Define arbitrary function that does some computation and looping:

In [3]:
def function(x):
    y = np.zeros(x.shape)
    for i in range(0,x.shape[0]):
        for j in range(0,x.shape[1]):
            y[j,i] = x[i,j] + x[j,i] - x[i,j]*x[j,i] # arbitrary symmetrization w/ Hadamard product
    return y

Time one evaluation of the function:

In [4]:
s = timer()
y = function(x)
e = timer()
normal_tfe = e - s
print('Time of 1 function evaluation without Numba (seconds): ',normal_tfe)

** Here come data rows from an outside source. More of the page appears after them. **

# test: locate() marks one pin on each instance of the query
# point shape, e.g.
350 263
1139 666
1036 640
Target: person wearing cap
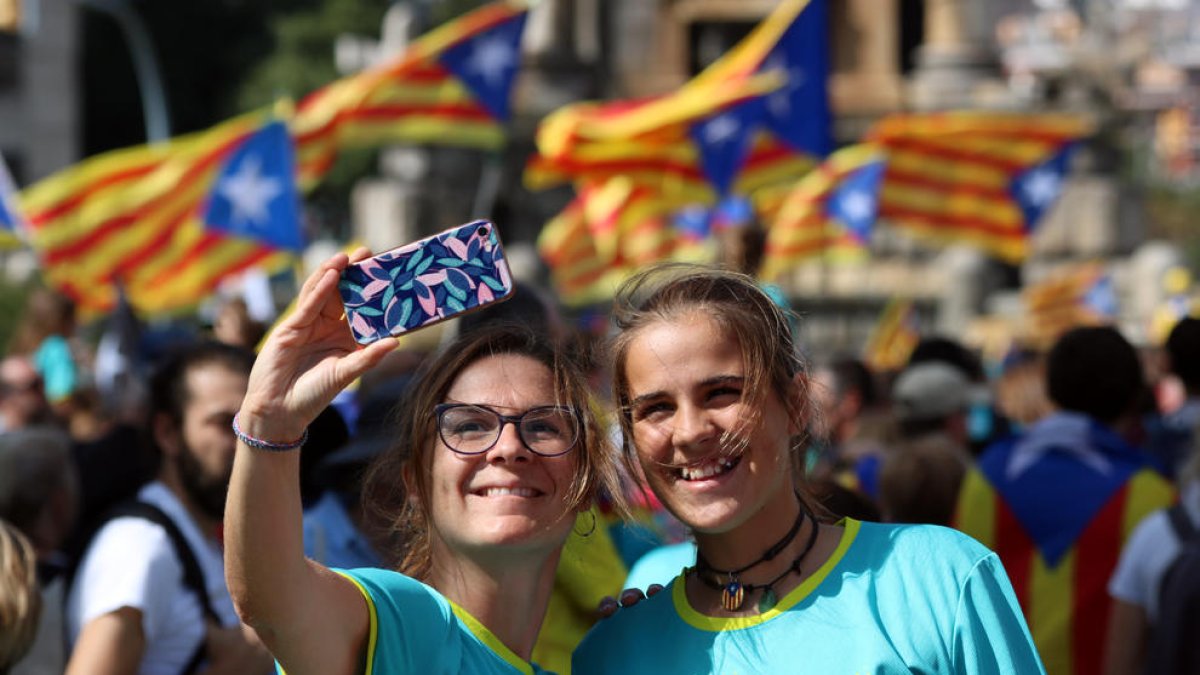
1057 501
933 398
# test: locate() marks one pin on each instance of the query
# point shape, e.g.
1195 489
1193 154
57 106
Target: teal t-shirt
891 598
417 629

Time of 1 function evaluation without Numba (seconds):  0.8829193459999998


Then, redefine same function, except decorate with Numba's just-in-time compiler:

In [5]:
@jit(nopython=True)
def function(x):
    y = np.zeros(x.shape)
    for i in range(0,x.shape[0]):
        for j in range(0,x.shape[1]):
            y[j,i] = x[i,j] + x[j,i] - x[i,j]*x[j,i] # arbitrary symmetrization w/ Hadamard product
    return y

In [6]:
s = timer()
y = function(x)
e = timer()
print('Time of 1st function evaluation with Numba (seconds): ',e - s)

Time of 1st function evaluation with Numba (seconds):  0.24062856900000007


There is a larger speedup after the first application because Numba compiled the function in machine code to run it once. Let's test how much faster it got with this function that loops over the compiled function until it hits the time it took to run once in Python.

In [7]:
def loop_numba(x,normal_tfe):
    i = 0 # counter
    s,e = timer(),0 # start timer
    while e-s < normal_tfe:
        y = function(x)
        e = timer()
        i = i + 1
    return i


Compare the function evaluation times:

In [8]:
count_nfes_numba = loop_numba(x,normal_tfe)
print('Numba-compiled function ran {} times in the amount of time it took to run once in Python.'.format(count_nfes_numba))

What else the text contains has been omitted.